MC Mas como você foi parar nas mãos de Al Pacino?
JC Eu me inscrevi para os testes de Wild Salome e, para minha surpresa, fui chamada para a audição. Na hora do teste, com o próprio Al Pacino, a primeira coisa que perguntei para ele foi: “Como vim parar aqui?”. Ele me disse que a Marthe, a assistente e namorada dele, mencionou meu nome, porque tinha me visto numa de minhas peças menores. Se você faz o que ama e não busca só dinheiro, às vezes, chega ao sucesso. Melissa Leo ralou por anos antes de ganhar o Oscar de atriz coadjuvante por seu trabalho em O Vencedor. Mark Ruffalo também serviu muitos drinques em bares antes de ficar conhecido. Sorte é apenas uma parte do sucesso. Tem de ter paciência também.
MC Você estreou no tapete vermelho ao lado de Brad Pitt e Sean Penn, no Festival de Cannes (2011)...

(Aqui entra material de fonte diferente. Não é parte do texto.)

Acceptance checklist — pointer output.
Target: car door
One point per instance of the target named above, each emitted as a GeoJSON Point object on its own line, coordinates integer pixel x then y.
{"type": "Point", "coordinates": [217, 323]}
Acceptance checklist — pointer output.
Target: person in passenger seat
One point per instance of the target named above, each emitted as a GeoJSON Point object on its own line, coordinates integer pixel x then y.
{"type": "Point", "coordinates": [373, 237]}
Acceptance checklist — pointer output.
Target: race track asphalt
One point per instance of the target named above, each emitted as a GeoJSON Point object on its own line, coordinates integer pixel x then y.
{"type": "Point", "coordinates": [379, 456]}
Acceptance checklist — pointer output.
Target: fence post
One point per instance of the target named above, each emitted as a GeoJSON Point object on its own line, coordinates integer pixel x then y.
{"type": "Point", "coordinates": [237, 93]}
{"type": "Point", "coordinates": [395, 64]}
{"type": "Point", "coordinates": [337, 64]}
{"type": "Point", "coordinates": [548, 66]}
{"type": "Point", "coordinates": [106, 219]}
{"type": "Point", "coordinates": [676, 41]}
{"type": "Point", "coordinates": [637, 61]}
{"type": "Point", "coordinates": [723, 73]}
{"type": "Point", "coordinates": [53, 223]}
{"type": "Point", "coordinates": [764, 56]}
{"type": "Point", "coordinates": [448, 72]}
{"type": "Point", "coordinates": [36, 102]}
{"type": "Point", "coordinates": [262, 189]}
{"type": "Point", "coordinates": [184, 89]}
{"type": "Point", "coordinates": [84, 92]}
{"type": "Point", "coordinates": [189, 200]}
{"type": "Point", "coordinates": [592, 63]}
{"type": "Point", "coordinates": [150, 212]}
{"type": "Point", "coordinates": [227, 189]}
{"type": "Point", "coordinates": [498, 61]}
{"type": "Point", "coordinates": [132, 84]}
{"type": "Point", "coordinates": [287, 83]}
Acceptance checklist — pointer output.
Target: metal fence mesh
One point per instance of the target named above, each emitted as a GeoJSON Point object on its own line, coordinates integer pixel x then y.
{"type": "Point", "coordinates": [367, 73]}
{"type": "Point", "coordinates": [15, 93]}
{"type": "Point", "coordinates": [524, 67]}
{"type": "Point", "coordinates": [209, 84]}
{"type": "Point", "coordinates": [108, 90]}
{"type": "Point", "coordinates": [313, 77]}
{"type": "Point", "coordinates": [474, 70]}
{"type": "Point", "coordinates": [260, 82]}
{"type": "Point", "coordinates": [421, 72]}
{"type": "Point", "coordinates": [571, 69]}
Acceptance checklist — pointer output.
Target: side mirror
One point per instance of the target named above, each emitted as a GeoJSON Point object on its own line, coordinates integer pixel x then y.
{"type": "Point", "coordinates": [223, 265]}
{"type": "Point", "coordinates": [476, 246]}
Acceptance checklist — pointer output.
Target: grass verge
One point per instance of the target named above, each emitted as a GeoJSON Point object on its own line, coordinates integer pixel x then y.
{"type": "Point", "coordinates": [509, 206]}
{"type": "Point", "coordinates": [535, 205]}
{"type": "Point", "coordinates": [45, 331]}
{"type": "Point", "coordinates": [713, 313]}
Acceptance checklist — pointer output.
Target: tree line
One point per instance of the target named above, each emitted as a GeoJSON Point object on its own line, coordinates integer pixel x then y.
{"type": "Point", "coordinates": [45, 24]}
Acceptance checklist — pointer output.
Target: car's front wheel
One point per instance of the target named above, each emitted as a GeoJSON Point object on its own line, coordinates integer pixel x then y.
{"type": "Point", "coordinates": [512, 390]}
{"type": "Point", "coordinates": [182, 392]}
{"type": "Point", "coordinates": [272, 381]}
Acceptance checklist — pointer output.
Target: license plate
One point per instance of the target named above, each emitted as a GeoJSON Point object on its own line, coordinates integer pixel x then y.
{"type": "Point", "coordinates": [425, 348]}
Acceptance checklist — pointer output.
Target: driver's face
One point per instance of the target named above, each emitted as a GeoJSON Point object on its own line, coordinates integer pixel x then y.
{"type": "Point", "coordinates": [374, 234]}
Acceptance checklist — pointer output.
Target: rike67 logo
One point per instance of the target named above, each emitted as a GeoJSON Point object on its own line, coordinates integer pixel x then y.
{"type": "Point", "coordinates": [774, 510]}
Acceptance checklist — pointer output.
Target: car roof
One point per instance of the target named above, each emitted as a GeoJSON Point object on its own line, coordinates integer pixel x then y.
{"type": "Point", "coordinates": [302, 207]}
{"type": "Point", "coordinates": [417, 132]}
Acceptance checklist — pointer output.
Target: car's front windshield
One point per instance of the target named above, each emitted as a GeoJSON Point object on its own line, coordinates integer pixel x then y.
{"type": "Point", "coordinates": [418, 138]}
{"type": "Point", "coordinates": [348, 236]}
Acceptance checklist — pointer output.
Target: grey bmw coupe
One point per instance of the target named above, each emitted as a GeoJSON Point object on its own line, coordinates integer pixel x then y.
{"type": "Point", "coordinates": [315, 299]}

JC Nunca havia enfrentado uma cerimônia como aquela na vida. Lembro que fiquei tão nervosa diante da perspectiva de atravessar o tapete vermelho, encarar o público e a multidão de fotógrafos, que chorei dentro da limusine que nos levou do hotel até o Palácio dos Festivais, onde aconteceria a sessão de gala de "A Árvore da Vida" (naquele ano, o filme foi o vencedor da Palma de Ouro). Eu não tinha a menor ideia de como deveria agir! Mas Brad e Sean me tranquilizaram. Foram muito protetores, seguraram as minhas mãos o tempo inteiro.
MC Você é tímida?
JC Muito! Minha melhor amiga é atriz. Você deve conhecê-la, Jess Weixler, que fez Teeth, um filme premiado no Sundance Film Festival de 2007. Ela esteve no Festival de Cannes comigo. Fomos colegas de quarto e fizemos a Julliard juntas. Tenho sorte de ter uma amiga que me apoia, proteje, acompanha todos os meus passos e me traz de volta à realidade quando me entusiasmo demais por alguma coisa. Jess é do tipo que ameaça bater na cara se eu não tomar tenência (risos)! Pois então. Fui eu que produzi a festa de aniversário de 30 anos dela. Jess queria um festão, com tudo o que tinha direito, dançar em cima da mesa e coisa e tal. Eu era aquela garota encolhida no canto do salão dizendo para ela: “Divirta-se!”. Estou contando isso tudo para mostrar que não sou o tipo de pessoa que gosta de um monte de gente em volta de mim e me desejando feliz aniversário. Essa é a minha amiga, não eu (risos).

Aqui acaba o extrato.